I recollect taking my first steps at the American School of Dubai (ASD). Bitterness had possessed my body. I was the stiff, impassive new student that everyone seemed eager to meet. The enthusiasm of my future classmates bore me. I presumed that they were faking and just wanted me to feel comfortable before they forgot me an hour later. To be polite, I faked a smile every minute or two. I waited patiently for them to get over the fact that I was new and move on with their habitual lives. I thought they were rich snobs who thought they were better than anybody else. My conjecture was not met. The ASD students were much more than the money their parents harbored. I was uninformed of how altruistic these people really were. If I could go back in time, I would have ameliorated my first impression. I would work hard to show my imminent classmates that I was only half as likable as they truly were.
The guilt of not knowing a single thing about Vietnam had grown and overwhelmed my entire body. Following the guilt was the shame of not knowing what to do in the home country I have never visited (until now). I knew a few words but not enough to have a decent conversation. I looked like an expert to all of my classmates. Inside, I felt like I was in the middle of a classroom and I was being given a question I had no answer to. I have never truly realized what I was missing out on until the school trip to Vietnam.

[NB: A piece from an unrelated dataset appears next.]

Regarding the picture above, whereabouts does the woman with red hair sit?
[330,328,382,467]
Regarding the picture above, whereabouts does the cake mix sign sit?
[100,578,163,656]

The Vietnamese children seem auspicious to have wonderful families and a wonderful culture, but they are not as fortunate when involving homes and education. After one good look at the school, I suddenly became aware of how blessed I was to live a life and earn an expensive education at a new campus. These children were not as lucky. The paint was slowly cracking and peeling off of the walls. The classrooms only had four or five little desks that seated ten children each. The chalkboards were dusty and the chalk was a grey white color. I constantly wondered how all of these children still manage to smile everyday.
After painting the building blue and teaching the children some basic English, my friends and I had stepped out to take a break and breathe the fresh air. As I was sitting on the stairs, I had noticed two boys. One of the boys was wearing a black jacket and brown pants. The scowl on his face seemed permanent and in sync with his clenched fists. His friends surrounded him like a pack of hyenas. The boy facing him was wearing a tattered, orange shirt. His eyes revealed fear. I questioned what had caused both of these dire expressions to take its place on two young children’s faces.
As I walked over, shirts were being yanked, knees were getting scratched, and pants were being ripped by the hard surface of the sand. Their self-control had drifted until I forced them away from each other. I could barely present my concern with my words. Not a single teacher was their supervising the children. No one else could’ve been there to prevent the situation from getting worse. I couldn’t help make this right.
The differences in lifestyle riddled my thoughts on America. I began to wonder if my home was as perfect as I had believe. I was gradually learning that I was too quick to critique the parts of the world unknown to me. This was the perfect time for me to change my perspective on the world that was still unknown until now.
If I had been willing to learn and accept the Dubai life, I would’ve enjoyed my time there much more. Hating the city made it harder for me and only me. If I had tried my best to learn Vietnam culture before, I could’ve helped both of those children after their brutal fight. I had never justly deepened my view on the littlest things. It took me so long to realize that even though everyone can be treated equally, but we should still recognize the differences.